A avaliação da profilaxia pós-exposição vai depender do
tipo de lesão e da espécie de animal que causou o ferimento.
Animais que transmitem o vírus rábico:
Cachorros
Gatos
Bois
Cavalos
Jumentos
Bodes
Carneiros
Porcos
Animais silvestres (como saguis)
Morcegos
Dentre as principais orientações, estão a vacinação de
cães e gatos e o cuidado para não se aproximar de mamíferos desconhecidos.
Os principais sintomas da infecção em humanos são:
dificuldade de engolir, desconforto na visão em relação à claridade
(fotofobia), tremores involuntários e salivação excessiva.

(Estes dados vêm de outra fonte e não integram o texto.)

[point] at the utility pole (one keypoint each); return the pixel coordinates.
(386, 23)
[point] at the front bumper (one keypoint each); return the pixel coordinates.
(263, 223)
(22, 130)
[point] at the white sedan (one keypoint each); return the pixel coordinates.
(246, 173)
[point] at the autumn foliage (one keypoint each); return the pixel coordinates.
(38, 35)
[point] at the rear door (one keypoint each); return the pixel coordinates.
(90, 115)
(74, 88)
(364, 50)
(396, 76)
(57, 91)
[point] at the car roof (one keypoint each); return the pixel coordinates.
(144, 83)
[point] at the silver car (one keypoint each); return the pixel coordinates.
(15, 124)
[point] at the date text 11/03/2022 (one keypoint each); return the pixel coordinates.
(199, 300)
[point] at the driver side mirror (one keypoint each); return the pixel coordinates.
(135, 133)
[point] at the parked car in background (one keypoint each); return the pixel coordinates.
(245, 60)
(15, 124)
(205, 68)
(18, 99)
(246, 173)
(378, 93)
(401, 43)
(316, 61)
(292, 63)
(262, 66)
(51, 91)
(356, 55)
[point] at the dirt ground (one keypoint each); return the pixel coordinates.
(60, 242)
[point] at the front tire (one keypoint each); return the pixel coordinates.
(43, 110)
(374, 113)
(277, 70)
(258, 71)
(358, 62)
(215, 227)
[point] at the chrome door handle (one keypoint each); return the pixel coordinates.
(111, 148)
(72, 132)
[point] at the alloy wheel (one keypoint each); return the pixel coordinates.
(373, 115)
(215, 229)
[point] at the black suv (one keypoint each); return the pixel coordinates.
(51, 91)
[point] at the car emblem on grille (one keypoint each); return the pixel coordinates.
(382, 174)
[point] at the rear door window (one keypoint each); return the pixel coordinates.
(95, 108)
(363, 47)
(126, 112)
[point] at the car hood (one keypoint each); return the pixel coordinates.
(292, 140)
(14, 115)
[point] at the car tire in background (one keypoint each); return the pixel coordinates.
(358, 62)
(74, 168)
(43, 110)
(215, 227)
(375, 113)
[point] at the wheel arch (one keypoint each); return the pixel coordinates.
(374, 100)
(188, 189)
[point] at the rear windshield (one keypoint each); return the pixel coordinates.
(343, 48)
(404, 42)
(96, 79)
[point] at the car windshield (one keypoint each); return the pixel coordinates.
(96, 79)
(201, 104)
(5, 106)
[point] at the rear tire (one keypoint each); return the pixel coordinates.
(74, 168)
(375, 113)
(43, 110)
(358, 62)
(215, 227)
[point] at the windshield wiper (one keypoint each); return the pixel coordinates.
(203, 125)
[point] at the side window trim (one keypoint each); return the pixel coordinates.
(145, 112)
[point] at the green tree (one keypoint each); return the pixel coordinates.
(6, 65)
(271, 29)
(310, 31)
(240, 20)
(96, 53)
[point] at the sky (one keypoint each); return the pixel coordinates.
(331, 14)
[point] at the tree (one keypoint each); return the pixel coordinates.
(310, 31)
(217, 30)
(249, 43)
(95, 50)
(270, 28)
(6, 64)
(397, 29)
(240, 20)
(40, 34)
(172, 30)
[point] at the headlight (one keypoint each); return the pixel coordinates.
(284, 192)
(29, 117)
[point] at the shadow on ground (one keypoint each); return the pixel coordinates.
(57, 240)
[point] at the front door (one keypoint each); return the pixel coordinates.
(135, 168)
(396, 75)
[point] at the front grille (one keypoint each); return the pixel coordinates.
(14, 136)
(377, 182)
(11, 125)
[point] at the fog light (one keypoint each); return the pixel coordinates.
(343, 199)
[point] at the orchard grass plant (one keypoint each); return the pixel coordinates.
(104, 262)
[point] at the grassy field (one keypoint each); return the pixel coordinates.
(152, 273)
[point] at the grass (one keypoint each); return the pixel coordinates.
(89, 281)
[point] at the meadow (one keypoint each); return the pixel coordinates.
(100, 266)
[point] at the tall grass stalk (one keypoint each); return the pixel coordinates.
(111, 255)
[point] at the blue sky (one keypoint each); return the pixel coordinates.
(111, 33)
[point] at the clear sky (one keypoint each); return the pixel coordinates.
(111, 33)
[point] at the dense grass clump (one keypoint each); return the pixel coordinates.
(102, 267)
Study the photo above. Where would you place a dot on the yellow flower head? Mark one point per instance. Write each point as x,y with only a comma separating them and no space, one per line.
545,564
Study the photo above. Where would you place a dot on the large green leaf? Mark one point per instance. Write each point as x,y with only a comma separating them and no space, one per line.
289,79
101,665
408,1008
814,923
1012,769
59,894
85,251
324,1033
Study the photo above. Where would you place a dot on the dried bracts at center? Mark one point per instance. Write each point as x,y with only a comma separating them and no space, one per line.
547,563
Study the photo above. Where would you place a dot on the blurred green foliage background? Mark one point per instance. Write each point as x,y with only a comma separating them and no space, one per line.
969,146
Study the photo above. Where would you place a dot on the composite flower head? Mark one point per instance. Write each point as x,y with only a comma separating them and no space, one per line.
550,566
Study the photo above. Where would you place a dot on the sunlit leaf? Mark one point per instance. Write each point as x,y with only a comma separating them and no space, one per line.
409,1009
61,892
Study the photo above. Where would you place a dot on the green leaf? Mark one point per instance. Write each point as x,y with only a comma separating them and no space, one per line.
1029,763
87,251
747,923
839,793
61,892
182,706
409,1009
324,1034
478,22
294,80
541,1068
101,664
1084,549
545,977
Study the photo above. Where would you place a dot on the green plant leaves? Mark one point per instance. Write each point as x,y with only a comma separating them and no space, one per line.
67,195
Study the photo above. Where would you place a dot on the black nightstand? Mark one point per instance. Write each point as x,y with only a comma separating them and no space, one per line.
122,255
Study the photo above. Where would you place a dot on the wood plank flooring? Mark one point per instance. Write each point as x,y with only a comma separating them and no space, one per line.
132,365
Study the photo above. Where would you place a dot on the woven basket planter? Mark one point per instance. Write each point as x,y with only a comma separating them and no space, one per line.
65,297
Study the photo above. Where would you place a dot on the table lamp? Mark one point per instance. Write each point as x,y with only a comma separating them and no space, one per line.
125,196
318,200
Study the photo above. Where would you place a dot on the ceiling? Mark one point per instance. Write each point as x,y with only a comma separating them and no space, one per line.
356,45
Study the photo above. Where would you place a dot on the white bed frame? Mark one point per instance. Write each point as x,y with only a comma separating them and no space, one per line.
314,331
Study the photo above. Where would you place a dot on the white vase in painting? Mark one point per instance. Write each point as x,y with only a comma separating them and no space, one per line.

O tratamento da profilaxia pós-exposição acontece com
vacinação e soro antirrábico. O tempo de incubação do vírus tem uma média de 45
dias. Sem esse tratamento, o resultado geralmente é a morte, conforme alerta o
coordenador do estudo, Ricardo Durães-Carvalho, à Agência FAPESP.
Cenário no Ceará
Desde 1991, foram 15 mortes por raiva humana registradas
no Ceará. O primeiro caso havia sido a primeira morte associada ao contato com
um sagui.
De 2007 a 2016, houve cinco óbitos por raiva humana no
Estado:
Camocim: contato com sagui em 2008
Chaval: contato com cão em 2010
Ipu: contato com sagui em 2010
Jati: contato com sagui em 2012
Iracema: contato com morcego em 2016
Com a vacinação dos animais domésticos, a principal fonte
de raiva humana tem sido os animais silvestres. Com a expansão das cidades e da
agropecuária, o espaço destes animais é reduzido.
Apesar dos riscos, a pesquisadora Larissa Leão ressalta
que a melhor postura é respeitar os animais transmissores da doença e mantê-los
na natureza.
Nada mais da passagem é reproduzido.